A European report published today has found there is growing concern about corruption in Ireland following the publication of the Mahon Tribunal report.
The Council of Europe Group of States Against Corruption (GRECO) found that the perception of corruption levels in Ireland has increased.
GRECO also found that political parties and politicians have low levels of trust in Ireland and that the Irish authorities are aware of that.
The report looked at the system for ensuring integrity and preventing corruption and misconduct among members of the Oireachtas, judges and prosecutors.
Much of the report is positive, but it highlights areas of concern in relation to corruption and the potential for it in Ireland.
GRECO said the monitoring of the members' adherence to standards and codes of conduct needs to be broadened and improved.
It has recommended that the existing ethics framework be replaced.

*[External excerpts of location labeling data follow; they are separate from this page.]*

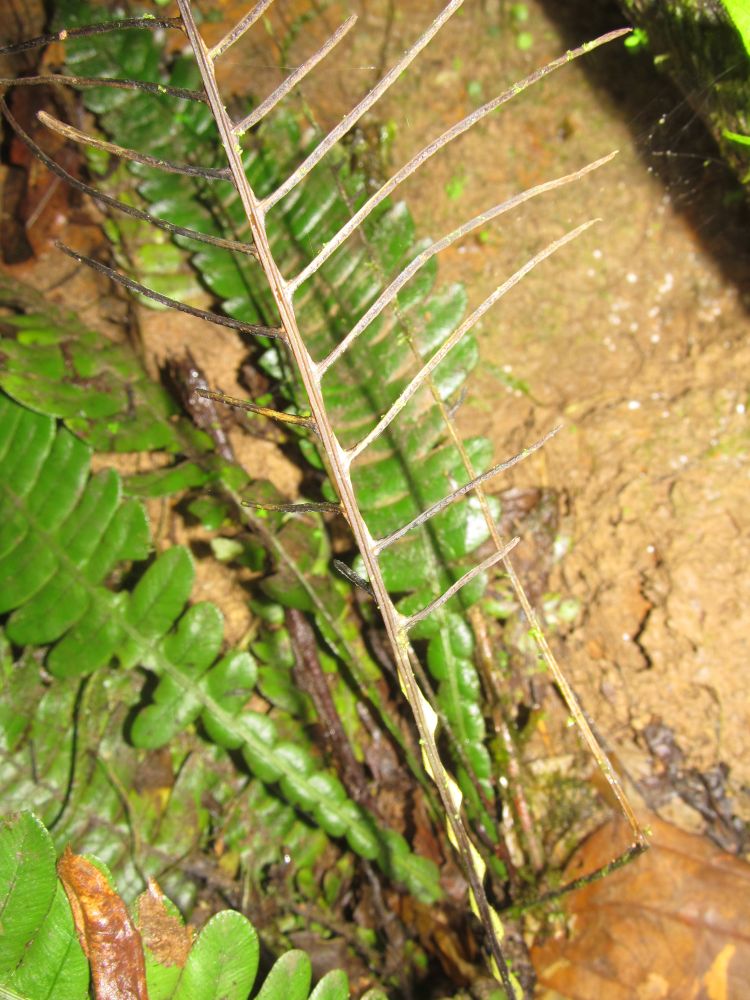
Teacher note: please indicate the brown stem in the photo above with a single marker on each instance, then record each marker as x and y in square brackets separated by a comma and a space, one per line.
[311, 678]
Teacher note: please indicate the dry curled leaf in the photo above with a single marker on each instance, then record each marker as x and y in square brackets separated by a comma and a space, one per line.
[673, 924]
[163, 932]
[108, 936]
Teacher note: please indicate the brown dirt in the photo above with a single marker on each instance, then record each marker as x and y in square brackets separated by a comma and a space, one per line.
[633, 337]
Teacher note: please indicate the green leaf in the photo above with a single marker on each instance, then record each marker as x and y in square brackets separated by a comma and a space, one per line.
[289, 979]
[27, 886]
[53, 964]
[223, 962]
[333, 986]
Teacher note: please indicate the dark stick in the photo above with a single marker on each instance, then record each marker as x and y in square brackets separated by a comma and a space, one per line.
[313, 680]
[105, 199]
[136, 286]
[150, 22]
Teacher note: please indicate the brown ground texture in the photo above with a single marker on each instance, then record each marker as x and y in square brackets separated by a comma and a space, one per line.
[633, 337]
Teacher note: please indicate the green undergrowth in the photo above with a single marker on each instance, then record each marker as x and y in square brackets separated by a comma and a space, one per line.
[415, 464]
[127, 724]
[41, 955]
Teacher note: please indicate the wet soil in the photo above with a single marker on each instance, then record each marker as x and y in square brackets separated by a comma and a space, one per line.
[634, 337]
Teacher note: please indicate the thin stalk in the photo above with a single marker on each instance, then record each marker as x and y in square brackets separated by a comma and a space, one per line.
[486, 564]
[383, 543]
[75, 135]
[136, 286]
[151, 23]
[429, 150]
[357, 112]
[120, 206]
[478, 222]
[425, 717]
[235, 33]
[58, 80]
[457, 334]
[294, 78]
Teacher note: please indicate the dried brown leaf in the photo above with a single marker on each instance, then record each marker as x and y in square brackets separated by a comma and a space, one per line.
[163, 933]
[675, 923]
[108, 936]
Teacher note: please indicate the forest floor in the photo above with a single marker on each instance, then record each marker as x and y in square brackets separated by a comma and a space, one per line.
[633, 337]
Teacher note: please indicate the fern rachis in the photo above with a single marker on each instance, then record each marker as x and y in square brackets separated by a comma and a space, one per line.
[341, 460]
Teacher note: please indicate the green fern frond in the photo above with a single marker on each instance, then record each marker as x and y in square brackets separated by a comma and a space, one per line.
[41, 955]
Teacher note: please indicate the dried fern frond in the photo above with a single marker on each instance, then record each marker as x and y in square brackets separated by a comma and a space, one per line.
[344, 460]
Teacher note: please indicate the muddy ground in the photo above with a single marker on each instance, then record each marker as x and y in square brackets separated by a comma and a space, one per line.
[634, 337]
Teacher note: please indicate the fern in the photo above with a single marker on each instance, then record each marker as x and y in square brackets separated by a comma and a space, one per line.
[42, 946]
[351, 444]
[63, 533]
[389, 494]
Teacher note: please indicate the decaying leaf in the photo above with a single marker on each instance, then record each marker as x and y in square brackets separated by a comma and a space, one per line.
[672, 924]
[108, 936]
[163, 932]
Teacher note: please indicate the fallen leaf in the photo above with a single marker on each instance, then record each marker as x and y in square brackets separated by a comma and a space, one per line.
[675, 923]
[108, 936]
[163, 932]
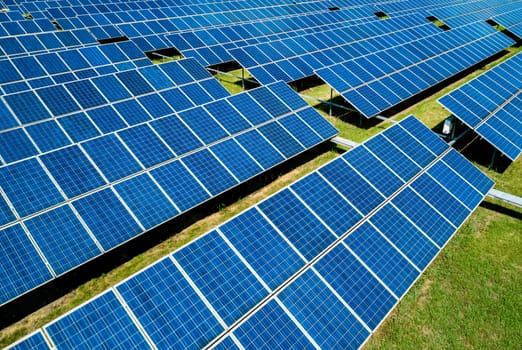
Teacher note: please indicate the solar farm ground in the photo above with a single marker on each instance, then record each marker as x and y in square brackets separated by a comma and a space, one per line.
[469, 298]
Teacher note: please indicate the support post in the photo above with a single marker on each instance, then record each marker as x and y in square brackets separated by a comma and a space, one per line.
[331, 103]
[243, 78]
[492, 158]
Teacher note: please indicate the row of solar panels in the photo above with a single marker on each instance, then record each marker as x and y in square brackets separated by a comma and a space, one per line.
[145, 29]
[491, 104]
[373, 84]
[319, 264]
[46, 69]
[291, 44]
[295, 58]
[64, 207]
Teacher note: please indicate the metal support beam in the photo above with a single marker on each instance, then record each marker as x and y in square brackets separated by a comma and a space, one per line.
[505, 197]
[328, 102]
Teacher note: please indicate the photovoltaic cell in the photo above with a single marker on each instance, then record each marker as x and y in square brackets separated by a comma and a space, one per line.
[146, 200]
[271, 328]
[209, 171]
[338, 214]
[170, 310]
[28, 187]
[22, 268]
[114, 327]
[352, 186]
[370, 300]
[72, 170]
[262, 247]
[236, 159]
[401, 232]
[384, 260]
[62, 239]
[221, 276]
[301, 228]
[107, 218]
[180, 185]
[111, 157]
[322, 314]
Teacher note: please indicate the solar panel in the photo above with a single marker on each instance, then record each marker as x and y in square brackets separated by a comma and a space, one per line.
[371, 90]
[289, 271]
[490, 105]
[112, 179]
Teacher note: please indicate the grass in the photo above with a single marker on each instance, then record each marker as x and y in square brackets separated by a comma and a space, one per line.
[470, 297]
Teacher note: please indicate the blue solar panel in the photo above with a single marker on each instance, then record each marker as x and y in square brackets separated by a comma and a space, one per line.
[258, 146]
[262, 247]
[382, 258]
[180, 185]
[441, 199]
[16, 145]
[176, 134]
[107, 218]
[271, 328]
[352, 186]
[338, 214]
[221, 276]
[322, 314]
[269, 101]
[249, 108]
[370, 300]
[209, 171]
[393, 157]
[146, 145]
[136, 84]
[281, 139]
[227, 116]
[302, 229]
[203, 125]
[58, 100]
[106, 119]
[48, 135]
[406, 237]
[27, 107]
[79, 127]
[146, 200]
[114, 327]
[171, 312]
[111, 157]
[473, 175]
[86, 93]
[22, 267]
[72, 170]
[130, 110]
[111, 88]
[318, 123]
[455, 184]
[63, 240]
[300, 130]
[28, 187]
[36, 341]
[238, 161]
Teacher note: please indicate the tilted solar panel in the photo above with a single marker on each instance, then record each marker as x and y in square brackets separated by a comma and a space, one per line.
[490, 104]
[115, 176]
[289, 271]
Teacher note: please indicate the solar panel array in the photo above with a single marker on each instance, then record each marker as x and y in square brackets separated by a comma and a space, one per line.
[297, 57]
[112, 170]
[511, 20]
[320, 263]
[378, 81]
[491, 104]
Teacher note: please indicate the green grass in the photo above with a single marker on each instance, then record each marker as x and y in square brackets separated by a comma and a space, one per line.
[470, 297]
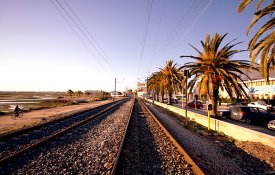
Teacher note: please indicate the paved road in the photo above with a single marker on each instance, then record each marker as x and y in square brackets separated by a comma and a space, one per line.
[252, 127]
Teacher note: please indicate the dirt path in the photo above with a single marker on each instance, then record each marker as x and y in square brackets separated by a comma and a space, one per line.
[7, 124]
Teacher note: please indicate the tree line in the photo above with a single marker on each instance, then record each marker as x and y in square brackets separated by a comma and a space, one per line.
[213, 69]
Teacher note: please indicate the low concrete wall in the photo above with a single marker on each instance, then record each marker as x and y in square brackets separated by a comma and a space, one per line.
[235, 131]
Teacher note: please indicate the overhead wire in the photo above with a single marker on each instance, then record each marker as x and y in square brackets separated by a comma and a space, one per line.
[85, 35]
[157, 33]
[145, 35]
[196, 20]
[79, 37]
[173, 34]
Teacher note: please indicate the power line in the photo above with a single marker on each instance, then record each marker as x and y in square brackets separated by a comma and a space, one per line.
[79, 37]
[173, 34]
[196, 20]
[96, 46]
[81, 30]
[145, 35]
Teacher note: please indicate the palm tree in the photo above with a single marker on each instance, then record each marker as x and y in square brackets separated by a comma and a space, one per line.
[213, 70]
[70, 92]
[171, 78]
[79, 93]
[154, 84]
[267, 44]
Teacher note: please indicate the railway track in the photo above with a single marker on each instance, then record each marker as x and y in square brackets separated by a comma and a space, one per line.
[123, 139]
[15, 144]
[148, 148]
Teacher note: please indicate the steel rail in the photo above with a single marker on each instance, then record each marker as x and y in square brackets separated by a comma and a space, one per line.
[188, 158]
[118, 157]
[20, 152]
[18, 132]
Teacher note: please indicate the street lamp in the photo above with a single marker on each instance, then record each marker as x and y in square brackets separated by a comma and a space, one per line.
[186, 74]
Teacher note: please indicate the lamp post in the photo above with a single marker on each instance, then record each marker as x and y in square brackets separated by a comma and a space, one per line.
[186, 72]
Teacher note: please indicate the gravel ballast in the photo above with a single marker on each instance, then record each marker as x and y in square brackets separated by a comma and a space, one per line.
[216, 154]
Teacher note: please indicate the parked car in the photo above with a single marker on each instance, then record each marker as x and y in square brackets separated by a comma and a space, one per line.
[224, 114]
[195, 104]
[260, 104]
[271, 125]
[251, 115]
[173, 100]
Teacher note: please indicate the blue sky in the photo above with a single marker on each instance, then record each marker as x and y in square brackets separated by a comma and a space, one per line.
[41, 51]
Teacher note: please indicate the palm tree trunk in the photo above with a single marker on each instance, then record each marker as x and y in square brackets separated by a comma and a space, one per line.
[215, 101]
[169, 97]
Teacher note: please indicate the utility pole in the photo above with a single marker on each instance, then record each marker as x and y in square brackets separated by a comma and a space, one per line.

A values-based framework was recommended to include situations of conflicts of interests, such as contacts with lobbyists, gifts and post-employment situations.
It has also recommended the existing regime on asset declarations be enhanced.
However, the report also described the legislative process in the Oireachtas as very transparent.
It pointed out that a culture of openness built on a solid legal framework has developed.
The report also found the independence and professionalism of the judiciary to be undisputed.
However, it said reforms in relation to the appointment and promotion of judges are necessary to target the best candidates and maintain judicial integrity and independence.
GRECO said the prosecution service needs to be more transparent.
It also said it needs to be more organised in how it receives and handles complaints about the integrity and ethical conduct of prosecutors.
It has made 11 recommendations, which it said will be assessed in the first half of 2016.